L’ Orologio
Orologio ! Dio sinistro,spaventoso e impassibile!
Il cui dito ci minaccia e ci dice “Ricordati”
Come dentro ad un bersaglio , nel cuore atterrito
Stanno per infliggersi i vibranti dolori;
Il vaporoso piacere svanira’ all’orizzonte
come fugge una silfide infondo ad una scena;
Ogni istante ti mangia un pezzo di quel bene
che e’ concesso ad ognuno per la sua stagione
Tremilaseicento volte in un’ ora, il secondo
Bisbiglia ” Ricordati” . Con quella sua voce da insetto
ora dice” Sono gia’ allora ,e veloce
ti ho pompato la vita con il pungiglione immondo!
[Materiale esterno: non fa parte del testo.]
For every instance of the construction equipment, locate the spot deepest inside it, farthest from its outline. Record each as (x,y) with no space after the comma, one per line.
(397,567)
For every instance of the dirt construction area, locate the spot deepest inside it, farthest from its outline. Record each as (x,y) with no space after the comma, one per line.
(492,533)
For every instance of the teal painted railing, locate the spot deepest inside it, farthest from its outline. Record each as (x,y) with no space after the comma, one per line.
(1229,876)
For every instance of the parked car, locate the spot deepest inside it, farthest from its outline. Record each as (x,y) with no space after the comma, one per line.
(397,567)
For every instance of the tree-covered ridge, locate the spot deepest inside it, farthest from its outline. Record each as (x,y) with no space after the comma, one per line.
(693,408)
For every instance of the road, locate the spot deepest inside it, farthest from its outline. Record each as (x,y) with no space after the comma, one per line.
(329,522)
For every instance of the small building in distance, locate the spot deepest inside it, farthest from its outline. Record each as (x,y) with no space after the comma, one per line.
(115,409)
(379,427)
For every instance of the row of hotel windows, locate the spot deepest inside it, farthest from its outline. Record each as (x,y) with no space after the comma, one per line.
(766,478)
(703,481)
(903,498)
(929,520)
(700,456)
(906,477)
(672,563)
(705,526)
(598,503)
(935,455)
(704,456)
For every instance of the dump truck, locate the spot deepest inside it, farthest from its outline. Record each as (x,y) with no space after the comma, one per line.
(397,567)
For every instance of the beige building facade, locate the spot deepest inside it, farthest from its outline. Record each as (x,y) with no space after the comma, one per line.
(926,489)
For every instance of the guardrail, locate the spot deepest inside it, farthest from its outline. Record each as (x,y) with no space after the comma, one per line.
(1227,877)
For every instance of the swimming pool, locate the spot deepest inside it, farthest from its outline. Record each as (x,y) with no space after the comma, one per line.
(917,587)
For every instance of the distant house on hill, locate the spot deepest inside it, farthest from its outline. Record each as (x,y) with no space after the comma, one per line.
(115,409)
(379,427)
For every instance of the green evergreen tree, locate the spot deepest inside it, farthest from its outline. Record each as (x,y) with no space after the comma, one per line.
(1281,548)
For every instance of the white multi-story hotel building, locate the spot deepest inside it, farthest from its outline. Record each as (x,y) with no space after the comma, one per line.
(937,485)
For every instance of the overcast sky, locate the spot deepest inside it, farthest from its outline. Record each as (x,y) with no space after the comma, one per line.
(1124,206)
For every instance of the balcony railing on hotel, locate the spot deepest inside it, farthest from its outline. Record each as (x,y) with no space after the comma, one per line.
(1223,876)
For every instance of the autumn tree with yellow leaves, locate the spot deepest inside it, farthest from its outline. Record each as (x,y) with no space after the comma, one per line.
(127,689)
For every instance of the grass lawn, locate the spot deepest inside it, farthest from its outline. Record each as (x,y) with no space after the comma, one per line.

Remember! Sovien-toi Sciupone! Esto memor!
(parla tutte le lingue la mia gola metallica)
Sono sabbia i minuti ,spensierato mortale
Da non lasciare scorrere senza cavarne oro!
Ricordati che il tempo e’ un giocatore ingordo
Che vince ad ogni mano E’ la legge
Ricordati il giorno decresce ,la notte aumenta
E’ l’abisso ha sempre sete, la clessidra si svuota
Presto suonera’ l’ora in cui il caso divino,
L’augusta virtu’ ,tua ancor vergine sposa
Lo stesso pentimento (ah ultimo rifugio!)
Tutto ti dira’ : Muori E’tardi ormai vecchio Pauroso!